The choice of subject for this picture may mean that the owner of the house liked the view of the harbour, or perhaps had a boat at, or did business through, that harbour, and had sufficient income to pay (probably) a Greek artist to reproduce the scene of the busy harbour in his house.
The fact that it was buried for some 1800 years meant that without major damage it survived long enough for us to appreciate the type of painting that was valued at the time for a house’s wall decoration.
Also included: a reproduction of the wall painting. / The student has written an illustrated text that places the eruption in context and gives an explanation that shows insight, through the inclusion of relevant primary evidence, of a range of aspects/factors contributing to the significance of the eruption.
For example: a perceptive explanation of a discovered wall painting of the Harbour at Stabiae, with a developed conclusion:
In the Museo Nazionale there is a 24.5 cm square wall painting of the harbour at Stabiae saved from a villa in the town of Stabiae, situated 5 km south of Pompeii. The owner of the villa must have commissioned this scene because he wanted to brighten the wall and/or because it was a favourite view.
Pliny, nephew of Pliny the Elder, the natural scientist, who after the eruption headed for Stabiae by ship to rescue people there, recorded his uncle’s observations at the time. He wrote that this town was affected by a very deep layer of ‘ashes mixed with pumice stones’. So this was likely to have been the material that for close to 1800 years prevented sunlight and moisture from destroying the picture.

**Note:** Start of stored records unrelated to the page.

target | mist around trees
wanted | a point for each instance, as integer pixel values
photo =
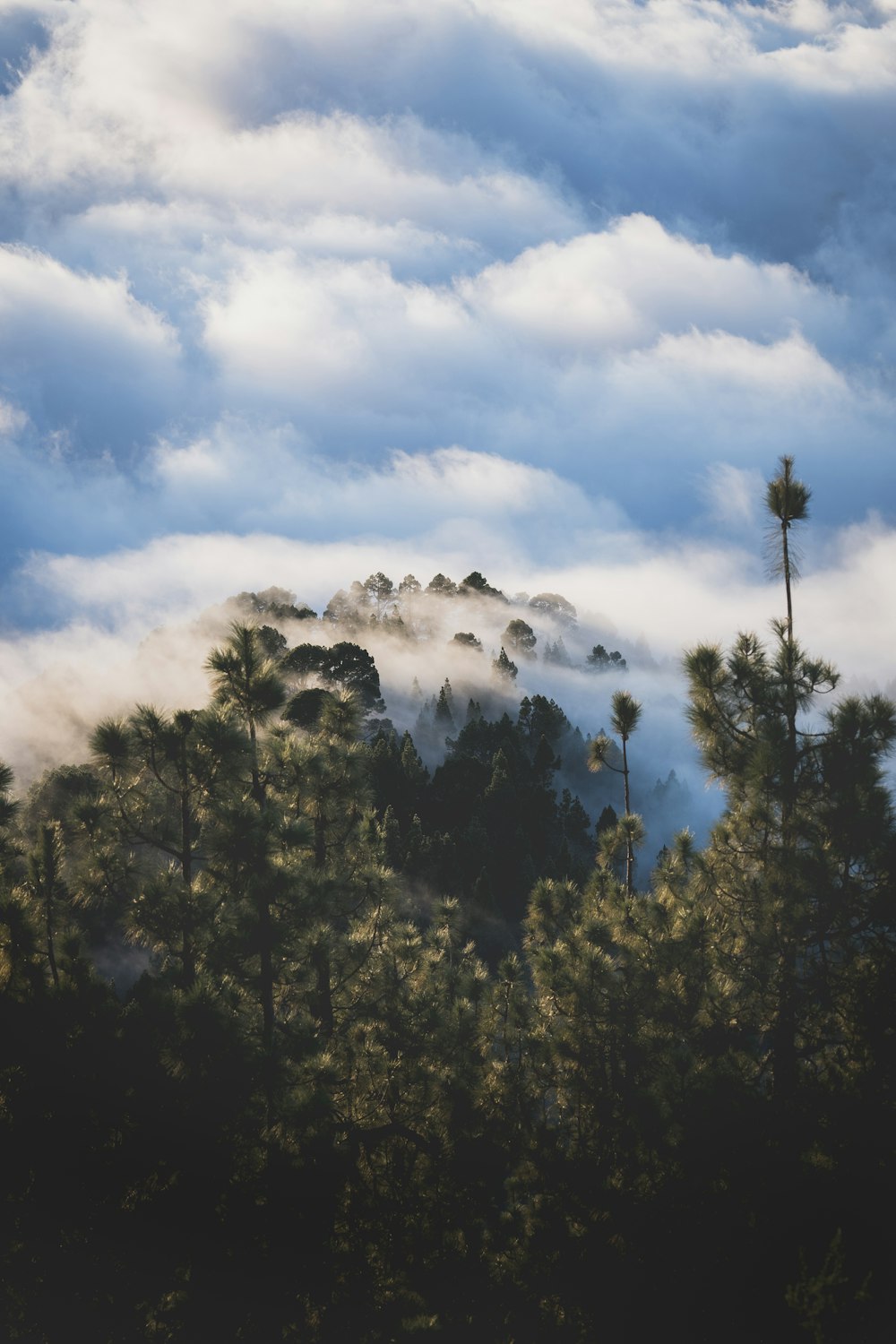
(322, 1027)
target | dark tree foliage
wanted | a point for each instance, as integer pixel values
(395, 1056)
(599, 660)
(339, 664)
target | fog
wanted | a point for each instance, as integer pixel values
(295, 293)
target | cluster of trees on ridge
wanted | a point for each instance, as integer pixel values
(409, 610)
(319, 1113)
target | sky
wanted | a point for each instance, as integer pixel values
(292, 292)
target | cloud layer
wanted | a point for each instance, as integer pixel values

While the older Pliny lay down for a rest at Stabiae, the ash and pumice reached such a height that he barely got out of the building’s door. He died on the beach from the sulphurous fumes in the air not long afterwards; these fumes would no doubt have ruined the painting too, had it not already have been covered by ash.
Now that the painting has been carefully uncovered from metres of ash, overtopped by fertile soil that has built up since, and transported to the Naples Museum, we are able to appreciate the mixture of ground level and bird’s eye views used by the painter to include much detail of the port’s activities. Hanfmann wrote of this painting “this gem of ancient topographical painting resembles . . . an aerial photograph.”
It is unlikely that a painting hanging on a wall as we would know it today, and exposed to sunlight and the atmosphere for so long, would still exist for us to examine. The eruption was a disaster for those alive at the time, but it did preserve items that we, generations later, are able to study.
Also included: a reproduction of the wall painting and a map showing the location of Mt Vesuvius, Pompeii and Stabiae.

Final grades will be decided using professional judgement based on a holistic examination of the evidence provided against the criteria in the Achievement Standard.